Prop L, Sales Tax increase: Support/Passed
Extends the city’s 0.5% sales tax that helps fund transportation projects for 30 years. The city Transportation Authority would be allowed to issue up to $1.19 billion in bonds to be repaid with proceeds from the tax.
San Mateo County
Measure V, Exclusionary Zoning: Oppose/Did not pass
Measure would prohibit Menlo Park from re-designating or re-zoning certain properties zoned for single family detached homes to multifamily. If passed, this measure will block the development of multifamily, low-income housing in Menlo Park and set a precedent for other cities to follow.
East Palo Alto
Measure L, Business tax increase: Support/Passed
Funds for affordable housing, providing tenant rental support, and protecting local residents from displacement and homelessness. Increase the business tax to 2.5% of gross receipts on owners of residential rental units and prohibits the pass-through of the tax to tenants.
South San Francisco
Measure AA, Affordable housing production: Support/Passed
Would allow the City of South San Francisco to develop, construct, and or acquire affordable, rental housing for low-income persons, in an amount of up to 1% of the total number of existing housing units in the city annually for an 8 year period. If passed, this measure could be a pilot for doing social housing.

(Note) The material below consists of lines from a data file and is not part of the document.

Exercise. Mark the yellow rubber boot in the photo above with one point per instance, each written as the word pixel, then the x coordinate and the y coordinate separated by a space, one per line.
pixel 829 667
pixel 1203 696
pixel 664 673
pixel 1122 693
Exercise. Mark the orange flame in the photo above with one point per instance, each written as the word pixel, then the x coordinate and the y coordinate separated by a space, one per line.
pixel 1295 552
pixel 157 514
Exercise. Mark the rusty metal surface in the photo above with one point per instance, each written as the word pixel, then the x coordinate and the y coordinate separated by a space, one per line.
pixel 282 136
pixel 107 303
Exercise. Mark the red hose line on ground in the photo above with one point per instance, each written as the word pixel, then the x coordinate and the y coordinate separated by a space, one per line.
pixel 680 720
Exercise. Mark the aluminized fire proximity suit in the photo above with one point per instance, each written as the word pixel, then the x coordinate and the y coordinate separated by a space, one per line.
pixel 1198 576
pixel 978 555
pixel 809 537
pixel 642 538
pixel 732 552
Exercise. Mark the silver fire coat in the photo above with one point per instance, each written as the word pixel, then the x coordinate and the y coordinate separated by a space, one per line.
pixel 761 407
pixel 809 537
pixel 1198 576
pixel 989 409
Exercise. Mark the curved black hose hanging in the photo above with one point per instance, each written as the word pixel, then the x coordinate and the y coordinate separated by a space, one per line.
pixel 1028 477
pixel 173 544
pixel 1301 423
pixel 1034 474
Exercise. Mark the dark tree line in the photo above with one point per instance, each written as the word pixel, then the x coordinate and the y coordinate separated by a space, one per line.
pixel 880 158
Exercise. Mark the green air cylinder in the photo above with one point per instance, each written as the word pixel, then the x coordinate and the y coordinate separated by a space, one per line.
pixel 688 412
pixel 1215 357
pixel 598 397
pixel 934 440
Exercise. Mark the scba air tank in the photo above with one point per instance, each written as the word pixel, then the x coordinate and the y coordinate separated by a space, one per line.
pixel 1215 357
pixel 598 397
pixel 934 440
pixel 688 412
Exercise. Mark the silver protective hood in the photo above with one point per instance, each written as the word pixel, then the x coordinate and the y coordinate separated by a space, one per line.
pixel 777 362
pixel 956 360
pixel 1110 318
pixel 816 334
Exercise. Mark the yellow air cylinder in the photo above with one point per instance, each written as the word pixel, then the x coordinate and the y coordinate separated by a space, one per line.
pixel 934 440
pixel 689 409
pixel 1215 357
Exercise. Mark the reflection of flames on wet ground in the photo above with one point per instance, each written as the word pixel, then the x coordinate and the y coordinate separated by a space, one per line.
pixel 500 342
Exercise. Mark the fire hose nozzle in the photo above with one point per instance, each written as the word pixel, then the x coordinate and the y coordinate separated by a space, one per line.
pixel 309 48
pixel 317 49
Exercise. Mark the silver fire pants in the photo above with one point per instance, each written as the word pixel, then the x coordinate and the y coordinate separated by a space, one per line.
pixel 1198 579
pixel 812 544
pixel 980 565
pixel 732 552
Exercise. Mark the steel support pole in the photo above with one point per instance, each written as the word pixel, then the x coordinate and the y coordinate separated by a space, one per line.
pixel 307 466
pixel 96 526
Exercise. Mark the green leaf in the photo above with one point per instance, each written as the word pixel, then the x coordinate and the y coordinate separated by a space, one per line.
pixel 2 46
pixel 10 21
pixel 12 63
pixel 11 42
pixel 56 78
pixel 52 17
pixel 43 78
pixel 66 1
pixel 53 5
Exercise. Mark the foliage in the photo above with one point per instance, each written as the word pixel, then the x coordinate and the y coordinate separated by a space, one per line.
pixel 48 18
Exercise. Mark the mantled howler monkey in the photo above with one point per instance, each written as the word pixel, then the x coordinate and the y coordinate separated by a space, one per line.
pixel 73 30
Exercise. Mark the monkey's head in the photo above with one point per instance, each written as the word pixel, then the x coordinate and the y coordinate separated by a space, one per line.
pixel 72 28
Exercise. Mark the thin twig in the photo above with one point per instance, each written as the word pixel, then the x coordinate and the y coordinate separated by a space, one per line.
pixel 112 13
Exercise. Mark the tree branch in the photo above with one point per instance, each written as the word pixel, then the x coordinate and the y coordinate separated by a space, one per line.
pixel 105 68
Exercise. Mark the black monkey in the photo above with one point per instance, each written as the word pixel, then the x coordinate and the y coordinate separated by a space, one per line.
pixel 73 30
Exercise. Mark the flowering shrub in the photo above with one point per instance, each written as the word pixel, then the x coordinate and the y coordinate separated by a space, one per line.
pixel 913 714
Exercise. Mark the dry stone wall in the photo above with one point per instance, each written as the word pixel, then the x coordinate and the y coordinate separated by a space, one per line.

Measure DD, Free childcare: Support/Did not pass
This measure helps solve the affordable childcare shortage in South San Francisco (S.S.F) by creating a public preschool for all programs. The City of S.S.F. will cover the cost of preschool and early care, for every child aged 2.5 to 5 years old whose family lives or works in S.S.F.
Santa Clara County
Measure K, Funds for homeless services: Support/Passed
Measure will raise funds for homeless services, and general city services, by levying a tax on businesses in the City of Palo Alto at a monthly rate of 7.5 cents per square foot occupied by a business, up to $500,000 per business, with annual 2.5% adjustments for inflation and some exemptions, raising approximately $9.6 million annually for 35 years.
Santa Cruz County
Measure N, Vacancy tax: Support/Did not pass
Vacancy tax is a tax on homes that are vacant for most of the year. The tax would raise money for affordable housing projects. Because of the city’s housing shortage, the tax is intended to incentivize homeowners to occupy or rent their properties.
Measure L, Transit occupancy tax: Support/Passed
Measure will facilitate acquisition and construction of capital improvements for parks, community services facilities, and affordable housing.